"Vamos," dijo Stixingzhī al llegar a la puerta del colegio. "Te mantendré informado si obtengo alguna novedad."
"Gracias." Jicheng asintió.
Mirando cómo se alejaba Stixingzhī, dio media vuelta y entró en el dormitorio.
Todos sus compañeros estaban aún en la biblioteca. La mayoría de ellos habían comenzado a prepararse para los exámenes finales; aparte de comer y dormir, todos se esforzaban al máximo para revisar y estudiar. El estado mental era comparable a cómo lo estudiaban en el último año del colegio.
Jicheng se sentó en su escritorio y miró las cuerdas ordenadas de libros. Algunos eran libros de su carrera, pero también había un montón de libros de psicología con diversos casos analizados.
"Voy a repasar," suspiró Jicheng. Mirando esos libros, sentía un nerviosismo y impotencia. ¿Cómo era posible planear el tiempo? ¿A qué nivel tenía que esforzarse para no ponerse por detrás ni ayudar a Gu Fei? A veces incluso se atrevía a pensar en ello.
Sabía que Gu Fei no estaría de acuerdo con él; Gu Fei había dicho hace mucho que no quería que nadie "pagara" nada por él. Esta acción definitivamente le generaría estrés a Gu Fei.
Se apretó la frente y decidió dejarlo pasar, al menos por ahora. Había cosas que no podían resolver; primero se ocuparía de lo que tenía delante.
Estudiar.
"Miaomiao," dijo Gu Fei a Gu Miao, "vamos a preguntarte una vez más: ¿realmente no quieres volver?"
Gu Miao bajó la cabeza.
"Mirame," le pidió Gu Fei. "¿No quieres ir al lugar de nuevo?"
Gu Miao levantó la cabeza y Gu Fei repitió: "¿Te sientes como que ya no quieres ir allí?"
Gu Miao asintió.
Gu Fei permaneció en silencio, mirándola durante un largo rato antes de tocar su brazo y sentarse.
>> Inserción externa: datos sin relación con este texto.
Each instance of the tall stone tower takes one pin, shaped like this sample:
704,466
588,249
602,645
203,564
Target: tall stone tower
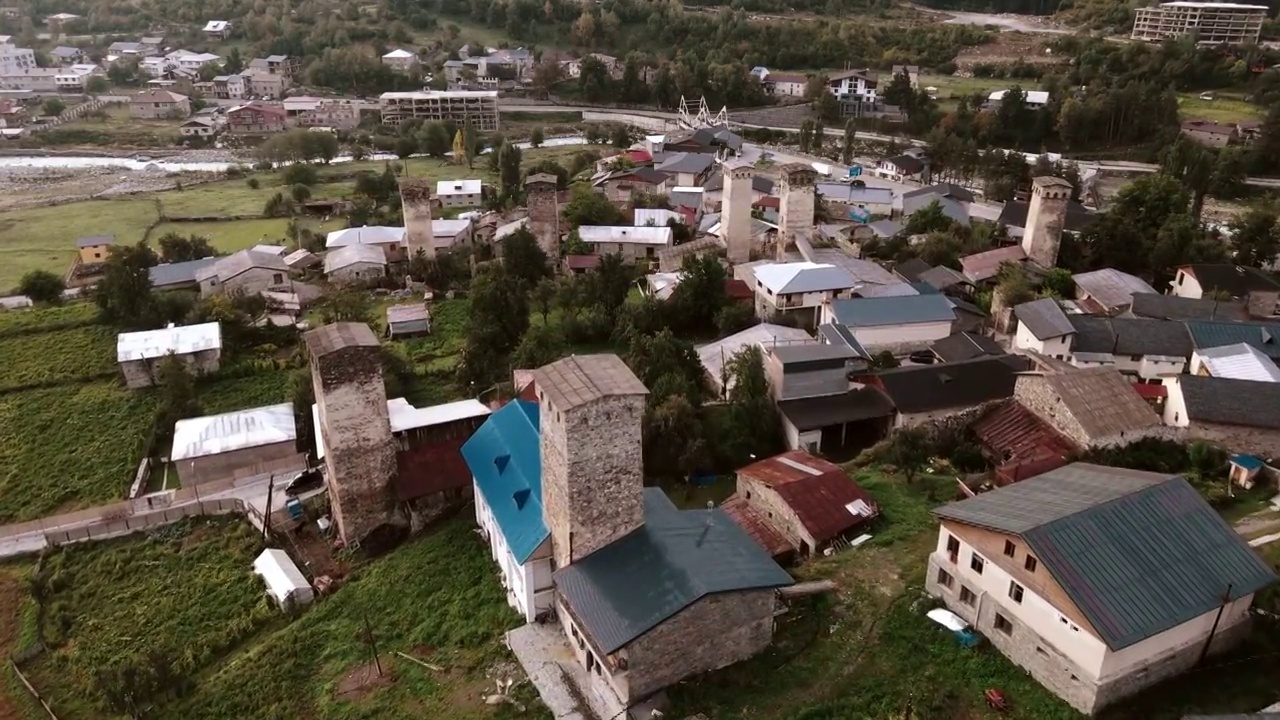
1046,219
590,413
796,199
416,204
736,212
359,447
543,212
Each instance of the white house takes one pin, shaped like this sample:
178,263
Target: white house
1096,580
506,464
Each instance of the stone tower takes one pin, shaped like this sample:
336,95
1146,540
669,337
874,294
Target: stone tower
736,212
796,199
1046,219
359,447
590,413
416,204
543,212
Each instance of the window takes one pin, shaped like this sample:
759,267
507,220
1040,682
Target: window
1004,625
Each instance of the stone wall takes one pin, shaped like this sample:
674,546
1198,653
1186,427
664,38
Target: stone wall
593,473
714,632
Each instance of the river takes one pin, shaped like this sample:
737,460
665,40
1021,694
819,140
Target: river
141,162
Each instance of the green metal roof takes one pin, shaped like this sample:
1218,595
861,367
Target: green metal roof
631,586
1137,552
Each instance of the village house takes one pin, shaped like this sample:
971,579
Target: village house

Bebió un vaso de agua entero y luego dijo: "Entendido, entonces no volveremos."
Gu Miao se alegró al levantarse con su patineta, esperando salir junto a él.
"Si tú no vas, yo iré al colegio en la tarde," dijo Gu Fei. "Juega solo; tengo una clase en la tarde y saldré inmediatamente después de la lección, así que no tienes que esperarme."
Gu Miao asintió.
Pero cuando llegaron a la escuela en compañía, Gu Miao se apresuró de nuevo a irse patinando.
Gu Fei levantó la cabeza y suspiró. Entró lentamente en el colegio.
Gu Miao no quería volver al centro de rehabilitación; lo había intentado dos veces antes, pero Gu Miao mostraba su determinación con gritos desesperados. Gu Fei no podía obligarla a ir, y los gritos frecuentes de Gu Miao le estaban agotando.
No importaba, entonces no volvería.
Al mediodía fue al centro de rehabilitación para intentar recuperar el dinero que había pagado anteriormente, pero no lo logró. El lugar dijo que se cobraba por periodo y no por sesiones; no podían devolverle el dinero y esperaban que Gu Miao continuara viniendo.
Debido a su temperamento anterior, Gu Fei habría insistido en recuperar ese dinero, incluso empleando tácticas poco ortodoxas para hacerlo.
Pero esta vez, simplemente se dio la vuelta y salió sin decir nada.